PHILADELPHIA — Bette Garber, the most prominent truck photographer in North America, passed away this month at 65.
A familiar face at trucking shows and big-rig beauty pageants from coast to coast, Garber, a former fashion copywriter, taught herself photography then spent the last 30 years making big rigs into objects of art.
She published four beautiful coffee-table books all devoted to trucks: “Custom Semi Trucks,” “Custom Semi,” “Custom Semi-Trucks 2,” and her most recent, “Ultra-Custom Semi Trucks.” All the books were published by MBI Publishing of Minneapolis, Minn.
She’s well-known in Canada, too.
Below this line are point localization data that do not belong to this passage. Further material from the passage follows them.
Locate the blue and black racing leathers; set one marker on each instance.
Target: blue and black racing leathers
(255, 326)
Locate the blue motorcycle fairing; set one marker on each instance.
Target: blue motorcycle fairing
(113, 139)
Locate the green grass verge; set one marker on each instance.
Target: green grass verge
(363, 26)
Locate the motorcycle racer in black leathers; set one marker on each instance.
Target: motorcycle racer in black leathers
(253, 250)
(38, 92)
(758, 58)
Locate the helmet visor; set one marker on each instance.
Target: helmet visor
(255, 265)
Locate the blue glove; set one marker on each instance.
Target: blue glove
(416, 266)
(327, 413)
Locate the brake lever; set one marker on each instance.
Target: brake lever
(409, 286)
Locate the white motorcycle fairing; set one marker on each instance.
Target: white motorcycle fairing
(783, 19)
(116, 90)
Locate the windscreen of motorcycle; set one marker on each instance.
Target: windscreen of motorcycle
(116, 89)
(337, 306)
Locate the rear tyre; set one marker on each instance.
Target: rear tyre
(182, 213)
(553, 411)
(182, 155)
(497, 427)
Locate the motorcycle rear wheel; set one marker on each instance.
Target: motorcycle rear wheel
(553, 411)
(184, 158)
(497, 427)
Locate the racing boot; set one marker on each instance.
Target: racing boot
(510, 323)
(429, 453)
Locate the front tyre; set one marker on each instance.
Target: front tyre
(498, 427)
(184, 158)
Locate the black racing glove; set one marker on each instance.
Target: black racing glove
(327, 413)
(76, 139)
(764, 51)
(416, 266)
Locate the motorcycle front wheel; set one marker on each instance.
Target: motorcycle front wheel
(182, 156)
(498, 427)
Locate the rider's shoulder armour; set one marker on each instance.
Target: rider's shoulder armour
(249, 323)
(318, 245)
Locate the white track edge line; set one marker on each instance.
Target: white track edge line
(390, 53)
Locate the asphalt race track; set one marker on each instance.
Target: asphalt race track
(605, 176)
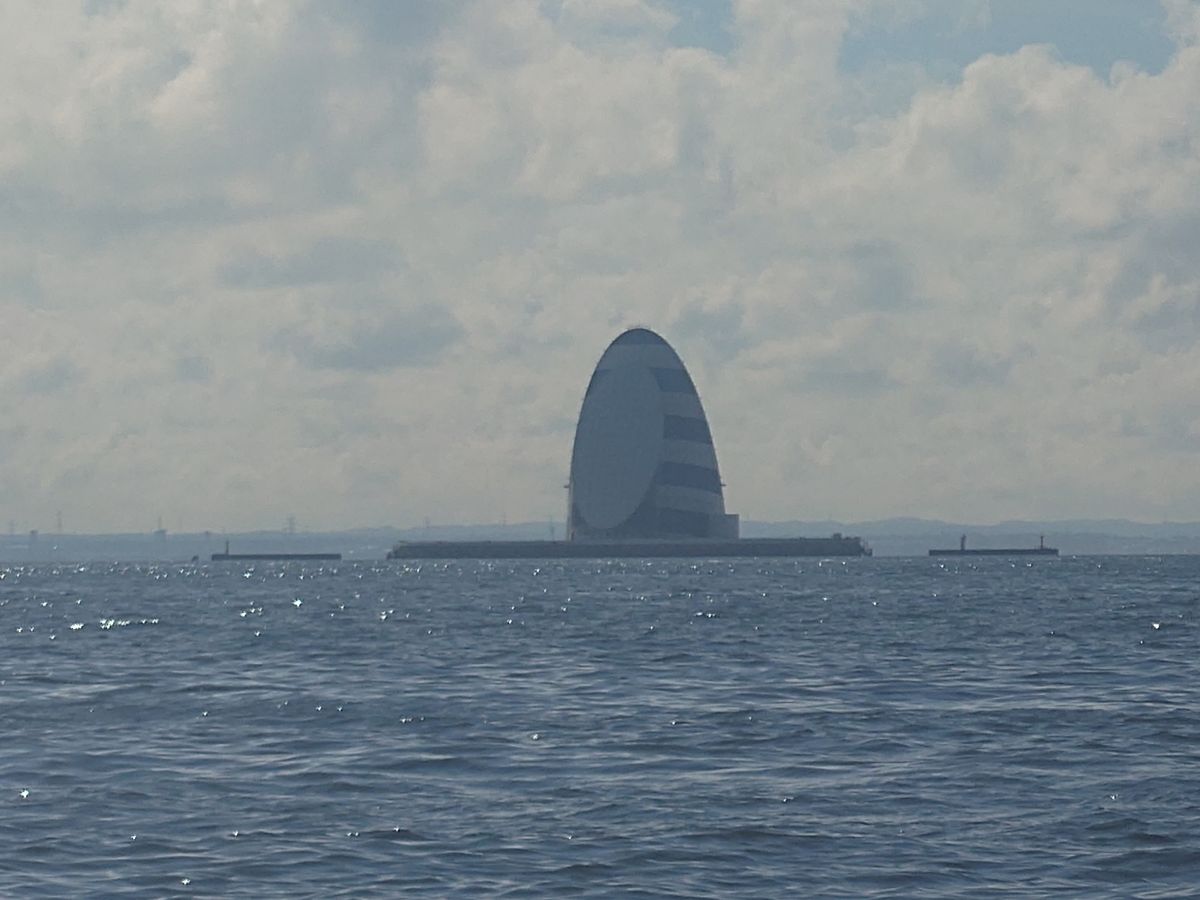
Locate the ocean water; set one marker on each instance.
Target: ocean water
(862, 727)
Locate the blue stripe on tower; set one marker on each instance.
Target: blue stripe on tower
(682, 474)
(678, 427)
(673, 381)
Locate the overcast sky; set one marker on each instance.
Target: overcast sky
(355, 262)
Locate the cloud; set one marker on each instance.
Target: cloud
(268, 249)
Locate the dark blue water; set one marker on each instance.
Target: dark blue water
(876, 727)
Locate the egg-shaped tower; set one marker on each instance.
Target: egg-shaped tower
(643, 465)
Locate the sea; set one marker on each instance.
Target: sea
(875, 727)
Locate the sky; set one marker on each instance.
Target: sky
(354, 263)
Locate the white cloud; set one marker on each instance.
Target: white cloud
(355, 263)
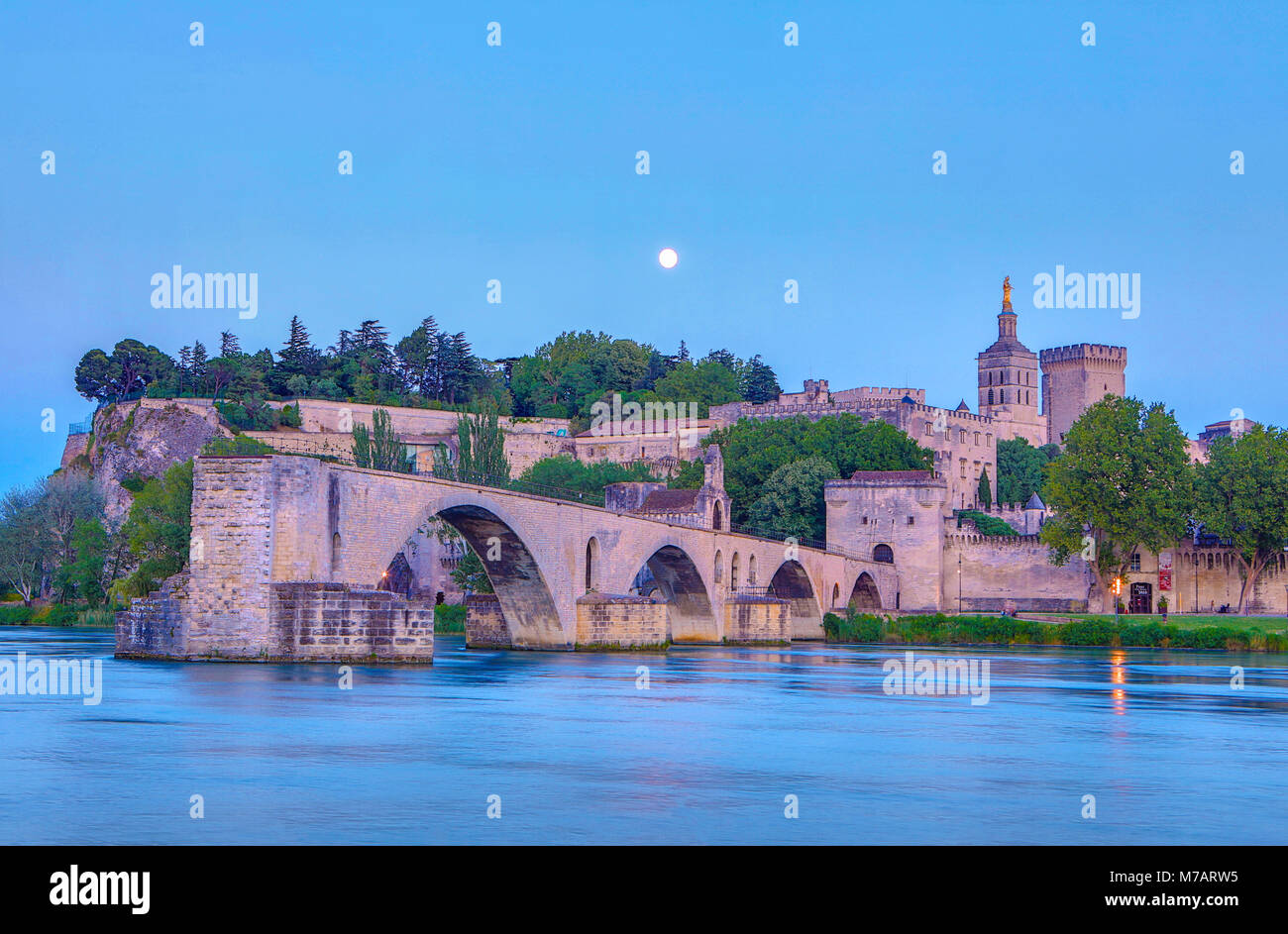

Among the hundreds of spectacular rigs featured in her last book is Phil Langevin’s all-chrome Freightliner COE. Langevin, another perennial show-and-shine winner, is from the Ottawa Valley.
Garber also wrote for the American trucking magazines Heavy Duty Trucking and RoadStar.
Garber got hooked on trucks when she was on the road with a company she and her former husband Charles founded in 1970. During those trips, she carried a CB radio and that brought her into the world of trucking, a world she never abandoned.
Her books, which are works of art themselves, don’t only take readers into the cabs, engine compartments and sleepers of the most gorgeous rigs on the road, they also take the readers into the lives of the people who drive and customize the trucks.
This week the New York Times ran an obituary stating that she “was known to do anything to get a shot, from lashing herself to the roof of a moving truck to dangling above traffic while suspended from an overpass.”
Her contributions to the world of trucks and trucking journalism will be deeply missed.